The East was weak as hell and all their offense was was Lebron doing his thing. Lebron was their offense period. Mr. Potato Head might have claimed to have a playbook but it sure as hell never looked like it.


----------



## Jamel Irief (May 19, 2002)

DaRizzle said:


> FTFY
> ...and then they got swept when they had to play a real team.
> The East was weak as hell and all their offense was was Lebron doing his thing. Lebron was their offense period. Mr. Potato Head might have claimed to have a playbook but it sure as hell never looked like it.


Lebron didn't even win 60 games this year with wade and bosh. 
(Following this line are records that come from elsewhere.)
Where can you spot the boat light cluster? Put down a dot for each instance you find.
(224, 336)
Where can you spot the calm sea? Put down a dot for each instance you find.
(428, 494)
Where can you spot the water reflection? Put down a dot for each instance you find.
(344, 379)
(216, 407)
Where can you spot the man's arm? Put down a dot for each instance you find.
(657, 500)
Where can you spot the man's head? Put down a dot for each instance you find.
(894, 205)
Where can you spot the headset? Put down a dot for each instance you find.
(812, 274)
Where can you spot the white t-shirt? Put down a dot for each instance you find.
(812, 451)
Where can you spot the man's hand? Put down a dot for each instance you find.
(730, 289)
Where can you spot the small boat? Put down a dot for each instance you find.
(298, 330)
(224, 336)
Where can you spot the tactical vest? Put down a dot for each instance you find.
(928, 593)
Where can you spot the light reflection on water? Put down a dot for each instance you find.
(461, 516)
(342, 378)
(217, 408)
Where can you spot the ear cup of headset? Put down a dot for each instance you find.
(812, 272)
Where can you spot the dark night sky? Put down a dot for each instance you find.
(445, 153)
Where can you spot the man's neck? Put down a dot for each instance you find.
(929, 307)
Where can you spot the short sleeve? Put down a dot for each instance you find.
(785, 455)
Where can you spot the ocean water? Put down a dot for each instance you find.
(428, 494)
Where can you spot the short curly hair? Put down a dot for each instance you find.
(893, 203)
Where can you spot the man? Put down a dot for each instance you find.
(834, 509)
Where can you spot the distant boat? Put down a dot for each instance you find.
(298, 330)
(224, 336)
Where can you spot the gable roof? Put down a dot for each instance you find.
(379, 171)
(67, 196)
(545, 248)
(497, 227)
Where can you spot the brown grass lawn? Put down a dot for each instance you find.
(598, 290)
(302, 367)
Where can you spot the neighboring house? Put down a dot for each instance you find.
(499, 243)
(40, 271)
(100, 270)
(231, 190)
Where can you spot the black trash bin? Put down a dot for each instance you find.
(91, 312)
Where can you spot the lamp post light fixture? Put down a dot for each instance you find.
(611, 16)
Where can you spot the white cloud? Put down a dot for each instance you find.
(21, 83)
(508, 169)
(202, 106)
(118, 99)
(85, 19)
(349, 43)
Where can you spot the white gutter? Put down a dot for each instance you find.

I don't like browns let the players do whatever they want method of offense either, but I'm not going to call him terrible.


----------



## ceejaynj (Oct 9, 2005)

Ron said:


> Bring back showtime, goddammit!!!


Amen! :cheers:


----------



## elcap15 (Aug 8, 2006)

I dont think he is a terrible coach. I just think he looks like Mr Potato Head and i dont want to have to watch him for 82+ games a year


----------



## Basel (Mar 31, 2005)

No thanks on Mike Brown.


----------



## onelakerfan (Nov 11, 2004)

kobe will kill him


----------



## Ron (May 8, 2002)

Of all the names being thrown around out there, Adelman seems to be the best fit...he can bring a vibrant offense back to the Lakers...I am so ****ing tired of the triangle, and if we are losing with it, it outrages me.

Time to overhaul the offense.


----------



## elcap15 (Aug 8, 2006)

I dont understand how anyone can be tired of the triangle. It has to be the single most effective offense of all time.


----------



## sylaw (Nov 7, 2002)

Is Magic Johnson available as well? What about Dell Harris?


----------



## Jamel Irief (May 19, 2002)

Yeah. Bring back showtime with Fisher leading the break and Artest and a 34 year old on the wings?


----------